In: Finance
I need detailed explanation and additionally what influence has the fact that salary increase will be protected from inflation:
My sister is a public school teacher. She is currently 30 years old and has a Master’s degree. According to her union contract, if she earns her Ph.D., she will make $12,000 more per year (Union contracts also include cost of living increases, so this increase will be protected from inflation). She plans to retire on her 65th birthday, and will earn 80% of her salary in her pension. She has found a Ph.D. program at a nearby university that she can start next year. Importantly, the courses for this course are mostly online, so she can complete them in the evenings and over the summer, so she does not need to stop working. The program costs $10,000 per year and takes 4 years to complete. My sister enjoys learning, so suppose the psychological “costs” of education are small to her.
(a) What is the net present value of this investment?

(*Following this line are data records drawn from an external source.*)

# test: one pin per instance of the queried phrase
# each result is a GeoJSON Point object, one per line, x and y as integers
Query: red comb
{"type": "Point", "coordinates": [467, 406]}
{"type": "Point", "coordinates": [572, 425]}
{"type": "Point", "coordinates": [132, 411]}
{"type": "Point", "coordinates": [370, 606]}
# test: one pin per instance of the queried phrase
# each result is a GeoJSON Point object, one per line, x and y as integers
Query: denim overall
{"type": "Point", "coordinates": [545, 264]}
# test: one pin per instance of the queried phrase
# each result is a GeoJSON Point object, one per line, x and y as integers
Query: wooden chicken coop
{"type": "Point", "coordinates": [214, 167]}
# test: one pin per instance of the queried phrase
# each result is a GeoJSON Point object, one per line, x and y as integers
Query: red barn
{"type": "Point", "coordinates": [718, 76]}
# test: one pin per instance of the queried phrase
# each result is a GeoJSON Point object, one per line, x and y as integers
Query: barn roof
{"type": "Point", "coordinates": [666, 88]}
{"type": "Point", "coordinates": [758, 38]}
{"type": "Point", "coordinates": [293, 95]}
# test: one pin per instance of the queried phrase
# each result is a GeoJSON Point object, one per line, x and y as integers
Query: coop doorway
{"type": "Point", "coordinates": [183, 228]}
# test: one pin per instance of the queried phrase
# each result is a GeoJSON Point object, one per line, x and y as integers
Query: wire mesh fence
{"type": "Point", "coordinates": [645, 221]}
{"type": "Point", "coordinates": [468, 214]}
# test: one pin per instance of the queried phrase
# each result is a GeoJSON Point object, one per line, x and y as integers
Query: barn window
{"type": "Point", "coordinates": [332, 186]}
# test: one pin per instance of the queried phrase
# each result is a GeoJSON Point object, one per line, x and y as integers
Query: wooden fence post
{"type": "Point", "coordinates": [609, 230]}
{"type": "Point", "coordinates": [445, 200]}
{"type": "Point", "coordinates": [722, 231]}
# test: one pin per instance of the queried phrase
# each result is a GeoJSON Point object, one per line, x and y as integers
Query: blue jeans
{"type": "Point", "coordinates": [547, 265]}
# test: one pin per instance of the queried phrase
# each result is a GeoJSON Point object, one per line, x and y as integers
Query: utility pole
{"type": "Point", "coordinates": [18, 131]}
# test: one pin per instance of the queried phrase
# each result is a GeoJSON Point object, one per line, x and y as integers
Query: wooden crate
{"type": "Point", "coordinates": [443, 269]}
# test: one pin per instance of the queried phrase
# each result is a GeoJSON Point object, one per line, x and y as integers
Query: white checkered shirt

In your calculation, assume that she starts school next year, she already has the money to pay the costs for the degree so doesn’t require student loans, she will finish her PhD and receive the higher earnings on her 35th birthday, she expects to live until her 80th birthday (consistent with U.S. life expectancy at birth for women), and that the rate of return on alternative investments would be 7% per year. Hint: Use a spreadsheet software instead of using the formulas for the present value of annuities.
(b) In part (a), I had you assume the rate of return on alternative investments was 7%. What would this rate need to be for my sister to be indifferent between doing the PhD and taking the alternative investment?